April 26, 2024

Promises to keep: medical graduates and their oaths

A survey of oaths taken by medical students in the United States and Canada in 2014 and 2015 suggests that doctors are beginning their career with vague, confusing, and inconsistent notions of medical ethics.

In an article in The New Bioethics, three doctors analysed oaths from 150 of all 153 US and Canadian medical schools and compared them to oaths taken in 2000.

Most (54.7%) of them are variants of the ancient Hippocratic Oath, although a growing number (14.9%) administer only oaths which have been written by the students themselves. In 1989 no medical school administered a student-written oath.

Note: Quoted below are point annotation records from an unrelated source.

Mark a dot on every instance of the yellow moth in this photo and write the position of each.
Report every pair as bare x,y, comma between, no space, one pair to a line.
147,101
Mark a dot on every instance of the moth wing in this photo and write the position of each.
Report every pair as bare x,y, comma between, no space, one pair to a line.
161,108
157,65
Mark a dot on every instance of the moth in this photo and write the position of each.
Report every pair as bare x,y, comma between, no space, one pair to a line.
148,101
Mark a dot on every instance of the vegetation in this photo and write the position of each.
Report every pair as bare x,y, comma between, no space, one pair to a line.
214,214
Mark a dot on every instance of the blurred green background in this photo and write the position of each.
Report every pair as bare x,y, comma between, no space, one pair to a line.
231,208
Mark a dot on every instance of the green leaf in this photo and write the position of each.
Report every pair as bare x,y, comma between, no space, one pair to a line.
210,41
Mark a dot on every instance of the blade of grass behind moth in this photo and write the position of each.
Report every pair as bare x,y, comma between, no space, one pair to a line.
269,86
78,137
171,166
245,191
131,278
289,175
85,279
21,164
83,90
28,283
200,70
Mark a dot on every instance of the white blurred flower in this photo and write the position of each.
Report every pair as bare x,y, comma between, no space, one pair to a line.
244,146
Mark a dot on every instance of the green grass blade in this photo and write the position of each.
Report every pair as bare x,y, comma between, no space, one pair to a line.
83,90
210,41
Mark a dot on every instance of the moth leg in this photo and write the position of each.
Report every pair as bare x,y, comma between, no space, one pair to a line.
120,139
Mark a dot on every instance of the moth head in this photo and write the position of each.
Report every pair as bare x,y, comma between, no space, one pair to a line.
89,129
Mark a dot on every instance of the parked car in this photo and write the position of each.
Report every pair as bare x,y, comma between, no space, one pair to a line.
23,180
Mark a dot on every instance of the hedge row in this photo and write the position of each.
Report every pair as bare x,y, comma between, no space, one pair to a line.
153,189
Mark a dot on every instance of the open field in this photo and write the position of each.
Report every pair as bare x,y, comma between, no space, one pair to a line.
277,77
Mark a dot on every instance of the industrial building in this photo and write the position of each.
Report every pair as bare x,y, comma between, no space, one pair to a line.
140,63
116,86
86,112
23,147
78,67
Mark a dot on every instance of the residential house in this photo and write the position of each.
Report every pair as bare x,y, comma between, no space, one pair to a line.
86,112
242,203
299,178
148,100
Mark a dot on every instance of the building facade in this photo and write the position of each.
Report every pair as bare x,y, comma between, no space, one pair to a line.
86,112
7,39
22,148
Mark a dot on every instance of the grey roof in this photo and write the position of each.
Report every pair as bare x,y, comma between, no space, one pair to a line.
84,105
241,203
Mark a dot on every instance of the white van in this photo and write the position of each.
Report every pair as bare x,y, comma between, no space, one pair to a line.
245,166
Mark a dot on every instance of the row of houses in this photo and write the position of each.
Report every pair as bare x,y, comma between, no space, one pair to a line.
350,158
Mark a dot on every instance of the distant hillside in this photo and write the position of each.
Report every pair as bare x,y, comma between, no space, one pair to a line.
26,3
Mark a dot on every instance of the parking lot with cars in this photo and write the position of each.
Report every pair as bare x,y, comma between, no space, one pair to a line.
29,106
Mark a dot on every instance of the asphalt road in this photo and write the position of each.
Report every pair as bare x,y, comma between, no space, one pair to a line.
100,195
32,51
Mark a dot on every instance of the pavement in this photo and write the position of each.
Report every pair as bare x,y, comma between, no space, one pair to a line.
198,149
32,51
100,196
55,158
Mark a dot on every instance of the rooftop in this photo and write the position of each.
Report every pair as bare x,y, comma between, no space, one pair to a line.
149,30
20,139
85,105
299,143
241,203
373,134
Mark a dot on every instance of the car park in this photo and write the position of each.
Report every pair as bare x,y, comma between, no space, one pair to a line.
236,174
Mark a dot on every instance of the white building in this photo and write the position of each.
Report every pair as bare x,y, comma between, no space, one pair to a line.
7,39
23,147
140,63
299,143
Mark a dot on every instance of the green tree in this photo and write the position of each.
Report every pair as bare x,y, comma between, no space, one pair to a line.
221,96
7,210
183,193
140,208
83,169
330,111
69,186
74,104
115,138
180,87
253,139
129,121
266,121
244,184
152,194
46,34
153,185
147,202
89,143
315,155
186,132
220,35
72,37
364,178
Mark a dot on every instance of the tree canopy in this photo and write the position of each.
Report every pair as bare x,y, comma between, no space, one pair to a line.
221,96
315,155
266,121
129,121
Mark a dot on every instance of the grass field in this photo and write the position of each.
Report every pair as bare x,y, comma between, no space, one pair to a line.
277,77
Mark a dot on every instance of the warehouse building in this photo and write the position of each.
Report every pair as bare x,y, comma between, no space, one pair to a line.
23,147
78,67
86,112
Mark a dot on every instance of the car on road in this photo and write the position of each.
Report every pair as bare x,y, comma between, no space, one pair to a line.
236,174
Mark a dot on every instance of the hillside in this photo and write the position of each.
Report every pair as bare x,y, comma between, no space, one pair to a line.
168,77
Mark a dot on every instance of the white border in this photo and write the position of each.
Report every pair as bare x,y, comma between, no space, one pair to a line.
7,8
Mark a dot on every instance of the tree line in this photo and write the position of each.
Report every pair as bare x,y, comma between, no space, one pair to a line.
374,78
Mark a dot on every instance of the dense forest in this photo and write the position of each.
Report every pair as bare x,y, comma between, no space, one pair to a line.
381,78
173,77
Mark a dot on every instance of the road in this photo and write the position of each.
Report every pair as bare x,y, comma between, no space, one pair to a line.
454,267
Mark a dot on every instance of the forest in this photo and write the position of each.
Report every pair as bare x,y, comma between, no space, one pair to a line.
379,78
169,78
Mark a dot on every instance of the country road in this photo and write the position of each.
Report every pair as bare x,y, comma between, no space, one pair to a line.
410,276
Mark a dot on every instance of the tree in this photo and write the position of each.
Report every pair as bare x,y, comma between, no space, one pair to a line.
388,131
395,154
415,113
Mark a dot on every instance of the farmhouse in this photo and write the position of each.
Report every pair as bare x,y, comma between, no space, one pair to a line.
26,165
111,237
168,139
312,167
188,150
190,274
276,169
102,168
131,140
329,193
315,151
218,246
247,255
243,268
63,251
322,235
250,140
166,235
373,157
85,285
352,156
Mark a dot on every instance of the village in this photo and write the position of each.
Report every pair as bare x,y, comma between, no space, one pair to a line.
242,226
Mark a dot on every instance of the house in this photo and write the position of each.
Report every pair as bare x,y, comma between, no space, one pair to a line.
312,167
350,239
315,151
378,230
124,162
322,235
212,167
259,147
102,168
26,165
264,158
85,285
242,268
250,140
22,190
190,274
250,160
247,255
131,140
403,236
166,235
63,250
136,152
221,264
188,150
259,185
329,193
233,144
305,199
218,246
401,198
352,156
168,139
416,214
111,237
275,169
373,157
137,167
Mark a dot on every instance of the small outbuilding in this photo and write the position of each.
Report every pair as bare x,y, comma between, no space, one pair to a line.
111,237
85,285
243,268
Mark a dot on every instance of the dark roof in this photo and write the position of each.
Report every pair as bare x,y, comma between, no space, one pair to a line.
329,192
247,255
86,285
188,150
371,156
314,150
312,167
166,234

There were some interesting changes over the last 15 years:

  • Oaths to a deity have decreased from 17.7% to 7.7%, but oaths to oneself have increased to more than 40%.
  • Commitment to observe positive law has remained unchanged (34.0% of schools) but promises to adhere to the “laws of humanity” declined steeply, from 39.7% to 16.7% of schools.
  • Pledges to abstain from sexual misconduct with patients and their family were low in 2000 and have actually declined to 2%.
  • Prohibitions of intentional killing have fallen dramatically, and are recited at only 2% of schools – although the proportion where students promise to respect the value of human life remain unchanged at 30.7%
  • Abortion prohibitions are almost non-existent at 1.3%.
  • Pledges to subject one’s conscience to the rules of governments and institutions or patient preference were included by 24.7% of schools. But an equally large proportion committed themselves to always obey one’s conscience (28.7%) and to practice according to judgement by 35.3%.

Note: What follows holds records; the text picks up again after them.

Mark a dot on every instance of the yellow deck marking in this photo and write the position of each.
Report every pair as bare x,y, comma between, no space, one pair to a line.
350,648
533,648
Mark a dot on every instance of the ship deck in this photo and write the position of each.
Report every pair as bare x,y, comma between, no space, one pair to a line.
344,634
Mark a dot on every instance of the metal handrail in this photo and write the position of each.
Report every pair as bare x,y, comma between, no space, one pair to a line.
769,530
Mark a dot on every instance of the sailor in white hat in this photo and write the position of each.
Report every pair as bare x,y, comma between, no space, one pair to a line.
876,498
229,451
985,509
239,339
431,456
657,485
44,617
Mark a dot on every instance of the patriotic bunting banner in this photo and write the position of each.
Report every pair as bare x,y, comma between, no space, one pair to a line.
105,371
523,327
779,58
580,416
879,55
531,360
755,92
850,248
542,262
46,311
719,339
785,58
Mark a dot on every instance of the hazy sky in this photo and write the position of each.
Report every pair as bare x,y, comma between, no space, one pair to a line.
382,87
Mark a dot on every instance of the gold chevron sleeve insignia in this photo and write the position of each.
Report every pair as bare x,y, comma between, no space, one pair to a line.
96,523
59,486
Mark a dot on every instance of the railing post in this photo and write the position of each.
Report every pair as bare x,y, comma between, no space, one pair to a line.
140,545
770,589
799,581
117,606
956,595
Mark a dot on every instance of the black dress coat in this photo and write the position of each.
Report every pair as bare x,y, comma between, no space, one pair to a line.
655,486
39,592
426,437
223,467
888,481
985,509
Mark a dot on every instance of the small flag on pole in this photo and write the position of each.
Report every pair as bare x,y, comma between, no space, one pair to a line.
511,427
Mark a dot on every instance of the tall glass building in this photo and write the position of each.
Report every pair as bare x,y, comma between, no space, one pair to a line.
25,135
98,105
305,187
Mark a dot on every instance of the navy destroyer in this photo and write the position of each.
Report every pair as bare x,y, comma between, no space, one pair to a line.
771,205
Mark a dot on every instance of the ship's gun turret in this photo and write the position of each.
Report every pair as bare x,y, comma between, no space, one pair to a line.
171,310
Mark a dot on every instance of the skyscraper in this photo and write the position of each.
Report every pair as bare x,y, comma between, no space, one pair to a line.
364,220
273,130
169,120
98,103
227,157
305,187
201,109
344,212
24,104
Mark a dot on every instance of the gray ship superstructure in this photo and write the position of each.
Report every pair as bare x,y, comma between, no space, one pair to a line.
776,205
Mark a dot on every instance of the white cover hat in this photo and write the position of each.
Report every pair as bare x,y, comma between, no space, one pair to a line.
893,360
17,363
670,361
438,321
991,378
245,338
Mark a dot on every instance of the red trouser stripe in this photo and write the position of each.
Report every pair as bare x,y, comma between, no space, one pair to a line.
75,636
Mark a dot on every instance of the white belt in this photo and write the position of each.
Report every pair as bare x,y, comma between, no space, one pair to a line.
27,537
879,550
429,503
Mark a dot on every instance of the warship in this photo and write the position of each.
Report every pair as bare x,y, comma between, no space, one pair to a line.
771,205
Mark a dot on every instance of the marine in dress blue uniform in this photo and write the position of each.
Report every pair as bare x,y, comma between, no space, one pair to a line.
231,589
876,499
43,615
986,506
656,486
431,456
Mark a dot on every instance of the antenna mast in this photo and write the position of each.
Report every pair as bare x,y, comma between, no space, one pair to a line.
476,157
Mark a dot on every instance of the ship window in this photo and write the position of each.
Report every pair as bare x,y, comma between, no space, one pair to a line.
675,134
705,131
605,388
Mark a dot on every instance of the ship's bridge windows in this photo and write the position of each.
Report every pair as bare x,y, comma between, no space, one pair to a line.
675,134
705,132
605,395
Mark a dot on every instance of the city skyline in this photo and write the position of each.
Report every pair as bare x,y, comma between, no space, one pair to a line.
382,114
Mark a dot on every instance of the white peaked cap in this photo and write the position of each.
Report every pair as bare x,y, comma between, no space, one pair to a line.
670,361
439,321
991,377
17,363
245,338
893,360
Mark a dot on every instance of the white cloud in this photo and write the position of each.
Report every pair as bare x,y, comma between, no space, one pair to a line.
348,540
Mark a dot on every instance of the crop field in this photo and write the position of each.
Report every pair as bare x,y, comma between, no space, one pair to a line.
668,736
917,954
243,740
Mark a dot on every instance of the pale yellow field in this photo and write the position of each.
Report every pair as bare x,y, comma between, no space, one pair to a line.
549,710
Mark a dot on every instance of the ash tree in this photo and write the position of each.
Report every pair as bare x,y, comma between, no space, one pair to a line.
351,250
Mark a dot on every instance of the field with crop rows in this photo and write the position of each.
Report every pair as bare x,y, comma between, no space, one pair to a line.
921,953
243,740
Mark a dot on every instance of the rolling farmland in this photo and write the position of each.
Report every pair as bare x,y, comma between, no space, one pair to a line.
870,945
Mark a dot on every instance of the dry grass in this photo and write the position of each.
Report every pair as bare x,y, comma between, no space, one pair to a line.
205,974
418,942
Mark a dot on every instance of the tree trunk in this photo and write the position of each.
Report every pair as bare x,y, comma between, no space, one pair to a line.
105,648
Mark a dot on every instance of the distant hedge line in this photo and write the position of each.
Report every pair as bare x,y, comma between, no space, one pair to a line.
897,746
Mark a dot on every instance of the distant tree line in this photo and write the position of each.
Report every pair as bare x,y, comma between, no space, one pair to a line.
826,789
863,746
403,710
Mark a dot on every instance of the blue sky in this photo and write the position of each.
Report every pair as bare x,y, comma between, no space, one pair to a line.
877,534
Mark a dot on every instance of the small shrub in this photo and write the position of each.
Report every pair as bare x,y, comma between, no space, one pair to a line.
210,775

The inconsistencies and differences in the oaths point to larger divisions and uncertainties in Western culture, the authors say. “It should perhaps not be surprising that the bioethical discourse is dominated by controversial debates which essentially revolve around the question, ‘What does the physician profess to do and not do for her patient?’ It is quite clear from our study that modern oaths do not coherently or consistently answer this question.” A common moral framework for medicine is in danger of disappearing.